Anatoly Kvitnitsky, que criou a AI or Not AI, outra das startups que está a identificar deepfakes de imagem e áudio, relembra a desinformação que marcou as duas últimas eleições nos EUA, em 2016 e 2020. “Na campanha de 2016, uma pessoa com um nível de educação razoável conseguia identificar: ‘ok, isto não parece real’. Este ano, a mesma pessoa não vai poder confiar nos seus olhos.” A desinformação que os deepfakes vão gerar vai ser muito mais intensa, acredita. “Se se olhar para as campanhas de desinformação [de 2016], tudo vai parecer uma piada em comparação com as que aí vêm, devido à IA generativa.”
Afinal, o que é um deepfake?
O termo deepfake tem duas vertentes, explica ao Observador Mário A. T. Figueiredo, professor do Instituto Superior Técnico (IST). Primeiro, “deep, de profundo, no sentido em que é algo falso muito difícil de detetar” e pelo uso da “técnica de inteligência artificial, mais particularmente de aprendizagem automática e da chamada deep networks”, para conceber estas imagens e vídeos manipulados. As deep networks são usadas numa área chamada deep learning, ou aprendizagem profunda. A segunda parte da palavra, fake, representa a manipulação. “São imagens falsas, profundamente falsas, difíceis de distinguir da imagem real.”
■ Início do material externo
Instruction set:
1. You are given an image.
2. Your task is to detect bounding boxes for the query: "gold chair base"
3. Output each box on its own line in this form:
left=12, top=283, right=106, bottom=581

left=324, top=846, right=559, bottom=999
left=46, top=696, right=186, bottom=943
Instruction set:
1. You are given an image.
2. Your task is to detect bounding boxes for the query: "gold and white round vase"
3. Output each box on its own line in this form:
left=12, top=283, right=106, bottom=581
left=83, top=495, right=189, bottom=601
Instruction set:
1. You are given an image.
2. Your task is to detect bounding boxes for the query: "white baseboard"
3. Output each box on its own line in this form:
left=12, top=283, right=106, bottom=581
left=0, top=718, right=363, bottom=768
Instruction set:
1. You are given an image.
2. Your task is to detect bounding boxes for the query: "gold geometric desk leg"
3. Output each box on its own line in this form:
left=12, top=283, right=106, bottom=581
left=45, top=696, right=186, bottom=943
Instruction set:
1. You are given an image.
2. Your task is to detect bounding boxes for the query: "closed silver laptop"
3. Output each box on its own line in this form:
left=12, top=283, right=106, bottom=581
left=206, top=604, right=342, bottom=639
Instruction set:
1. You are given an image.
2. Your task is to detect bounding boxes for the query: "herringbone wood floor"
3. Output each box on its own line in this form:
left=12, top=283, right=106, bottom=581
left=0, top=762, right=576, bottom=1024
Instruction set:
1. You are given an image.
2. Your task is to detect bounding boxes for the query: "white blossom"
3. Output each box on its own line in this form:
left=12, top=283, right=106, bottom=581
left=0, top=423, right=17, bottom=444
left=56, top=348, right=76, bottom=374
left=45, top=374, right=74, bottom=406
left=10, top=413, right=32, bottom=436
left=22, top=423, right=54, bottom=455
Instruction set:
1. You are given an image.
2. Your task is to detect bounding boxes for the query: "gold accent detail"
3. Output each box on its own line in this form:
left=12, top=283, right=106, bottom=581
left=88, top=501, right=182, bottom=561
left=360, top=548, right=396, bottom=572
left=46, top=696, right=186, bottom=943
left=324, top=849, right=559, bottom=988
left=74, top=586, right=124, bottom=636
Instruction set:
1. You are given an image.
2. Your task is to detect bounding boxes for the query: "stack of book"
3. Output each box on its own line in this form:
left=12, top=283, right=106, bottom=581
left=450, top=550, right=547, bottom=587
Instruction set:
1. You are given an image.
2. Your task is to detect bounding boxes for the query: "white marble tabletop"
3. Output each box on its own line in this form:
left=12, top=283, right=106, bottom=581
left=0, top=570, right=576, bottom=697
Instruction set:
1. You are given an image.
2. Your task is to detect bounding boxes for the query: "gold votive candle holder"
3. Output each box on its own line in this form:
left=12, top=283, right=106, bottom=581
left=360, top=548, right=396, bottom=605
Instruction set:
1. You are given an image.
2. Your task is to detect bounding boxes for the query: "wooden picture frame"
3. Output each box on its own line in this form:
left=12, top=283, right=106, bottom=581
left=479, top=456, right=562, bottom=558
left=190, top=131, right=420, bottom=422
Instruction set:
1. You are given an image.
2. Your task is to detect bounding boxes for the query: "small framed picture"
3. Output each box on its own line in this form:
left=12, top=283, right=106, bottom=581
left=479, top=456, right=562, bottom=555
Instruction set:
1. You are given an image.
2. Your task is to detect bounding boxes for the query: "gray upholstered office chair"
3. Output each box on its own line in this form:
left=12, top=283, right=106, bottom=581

As técnicas mais modernas para conceber estes conteúdos, em voga devido à expansão da IA generativa, “conseguem aprender o que é uma imagem ou um vídeo natural a partir de muitos exemplos”. Os modelos de geração de imagem Dall-E ou o Midjourney conseguem “manipular subtilmente, mantendo as características que fazem com que pensemos que são reais, mas mesmo assim mudando o conteúdo de uma imagem”. Por exemplo, mudar uma cara para a de outra pessoa, mas mantendo o aspeto natural da imagem. O que, no final, resultam em imagens manipuladas que geram confusão “porque não conseguimos distinguir se foi, de facto, obtida por uma câmara fotográfica, se é uma representação do mundo físico e real ou se foi gerada por um computador e resultado de uma IA generativa”.
Os últimos anos, marcados pelos avanços da IA generativa, têm resultado num “misto de sensações” em Mário A. T. Figueiredo. Por um lado, “é sempre admirável e espantoso do ponto de vista técnico aquilo que se consegue fazer”, por outro, vê com “preocupação” o tema da manipulação pelos “impactos que pode ter”.
Embora diga que “sempre houve manipulação — já nos anos 30, na época soviética, se apagavam pessoas de fotografias, que eram manipuladas com a tecnologia da altura –”, vê, no entanto, diferenças para os atuais tempos. “Baixou-se a barreira de entrada, que exigia, antes, algum profissionalismo e conhecimento das ferramentas”. Com o uso massificado, Mário A. T. Figueiredo considera que é “relativamente fácil criar deepfakes não de qualidade máxima, mas convincentes” ao ponto de serem partilhados por alguém menos atento.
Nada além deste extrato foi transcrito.